GE does hold some advantages, even as oil at around $50 a barrel threatens to push the rest of the American airline industry over the cliff in the second half of this year. A special provision of Chapter 11 gives aircraft lessors a privileged position over other creditors: they can re-possess aircraft if an airline cannot pay its outstanding lease charges within 60 days.

With air travel and airline profits recovering outside America, GE may be able to ease its troubles by placing some of its now unwanted Boeing 737s and Airbus A320s elsewhere, particularly Asia. In the first quarter of this year, GE re-deployed 18 Boeing planes in China, India and Brazil that ATA returned when it went bust. But this was a small deal. The collapse of one of the big American carriers into Chapter 11 would have far more troubling consequences for lessors.

GE is not alone in seeking to preserve the status quo by keeping airlines on life support, whether in or outside Chapter 11. A $250m loan from Airbus may have sealed the merger of US Airways and America West. Banks with credit cards tied to air miles also have a vested interest, as they do not want their customers to lose their miles. One industry estimate links 40% of Citigroup's credit-card revenues just to American Airlines' frequent-flyer programme. Tellingly, American Express has paid a $500m advance to Delta. Even so, banks are tempted to hold back some payments due to airlines, to cover the credit risk of paid-for flights that never take off. Delta and United face the prospect of tougher terms in August and January respectively, when their credit-card contracts with the banks are up for renewal.

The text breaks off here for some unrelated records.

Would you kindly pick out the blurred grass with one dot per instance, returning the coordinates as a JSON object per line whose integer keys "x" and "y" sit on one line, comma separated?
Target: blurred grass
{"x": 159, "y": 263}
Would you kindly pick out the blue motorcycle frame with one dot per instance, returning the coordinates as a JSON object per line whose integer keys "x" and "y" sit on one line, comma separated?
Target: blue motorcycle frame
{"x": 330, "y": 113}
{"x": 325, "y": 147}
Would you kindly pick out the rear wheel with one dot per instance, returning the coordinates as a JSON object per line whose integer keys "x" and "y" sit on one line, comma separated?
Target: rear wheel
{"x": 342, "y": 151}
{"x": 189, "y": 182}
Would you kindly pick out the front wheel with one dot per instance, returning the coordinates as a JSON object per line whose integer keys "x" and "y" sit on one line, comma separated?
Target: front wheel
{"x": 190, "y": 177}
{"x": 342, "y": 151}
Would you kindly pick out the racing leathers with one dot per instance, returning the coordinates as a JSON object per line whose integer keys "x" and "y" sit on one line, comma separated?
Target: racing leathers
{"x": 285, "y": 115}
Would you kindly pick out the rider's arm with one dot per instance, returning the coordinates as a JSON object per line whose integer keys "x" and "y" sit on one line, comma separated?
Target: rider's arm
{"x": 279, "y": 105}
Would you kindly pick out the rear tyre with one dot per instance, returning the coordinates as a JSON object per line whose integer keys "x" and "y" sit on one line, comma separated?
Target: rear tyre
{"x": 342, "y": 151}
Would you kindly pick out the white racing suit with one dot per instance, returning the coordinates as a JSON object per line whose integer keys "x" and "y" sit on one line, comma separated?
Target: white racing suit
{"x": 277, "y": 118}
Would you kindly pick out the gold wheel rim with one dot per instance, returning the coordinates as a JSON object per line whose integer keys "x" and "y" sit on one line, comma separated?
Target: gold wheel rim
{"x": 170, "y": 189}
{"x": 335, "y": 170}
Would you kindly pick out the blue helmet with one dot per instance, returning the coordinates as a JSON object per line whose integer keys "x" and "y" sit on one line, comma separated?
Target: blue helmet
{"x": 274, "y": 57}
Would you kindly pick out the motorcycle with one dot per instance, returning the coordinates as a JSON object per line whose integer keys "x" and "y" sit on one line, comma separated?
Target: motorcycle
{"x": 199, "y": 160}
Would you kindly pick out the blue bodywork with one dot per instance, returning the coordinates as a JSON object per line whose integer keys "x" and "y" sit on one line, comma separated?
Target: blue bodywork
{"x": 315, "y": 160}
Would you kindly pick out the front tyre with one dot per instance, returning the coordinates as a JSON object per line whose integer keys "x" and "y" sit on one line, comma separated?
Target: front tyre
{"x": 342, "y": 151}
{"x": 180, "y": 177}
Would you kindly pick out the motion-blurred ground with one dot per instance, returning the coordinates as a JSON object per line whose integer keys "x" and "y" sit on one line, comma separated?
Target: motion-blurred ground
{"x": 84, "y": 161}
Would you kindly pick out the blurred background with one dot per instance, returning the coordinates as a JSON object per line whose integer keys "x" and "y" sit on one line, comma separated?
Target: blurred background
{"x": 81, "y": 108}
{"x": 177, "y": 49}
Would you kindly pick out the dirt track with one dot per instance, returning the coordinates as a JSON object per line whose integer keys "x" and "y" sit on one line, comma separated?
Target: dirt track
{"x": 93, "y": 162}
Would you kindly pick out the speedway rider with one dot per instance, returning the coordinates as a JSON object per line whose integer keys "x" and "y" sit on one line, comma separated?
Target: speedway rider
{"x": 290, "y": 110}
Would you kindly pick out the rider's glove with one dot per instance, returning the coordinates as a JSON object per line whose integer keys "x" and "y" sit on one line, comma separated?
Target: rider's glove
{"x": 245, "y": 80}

Beyond the support of interested and profitable parts of the aviation food-chain, and the difficulty of revising labour contracts and pension promises, there is another huge obstacle to a general shake-out that would slash capacity. For consolidation to occur in any industry, at a national or global level, there must usually be at least one strong firm able to pick up the pieces. For instance, in airlines in the early 1990s, American Airlines and United picked up the lucrative international routes of distressed PanAm and TWA.

No big airline is currently strong enough to want to pick up the scraps of bust carriers. And the industry's outlook is too bleak to attract outside investors to take on the challenge—even cash-rich private-equity investors are steering clear. The healthy low-cost airlines have no interest in assuming the legacy business model of the hub-and-spoke carriers.

Hence the miserable stalemate in which lessors and banks prop up ailing carriers in or near Chapter 11, while armies of lawyers and consultants earn huge fees working on rescue plans that never succeed. Creative destruction may be essential to healthy capitalism, but in America's air travel business the wrecker's ball has not even started to swing, yet.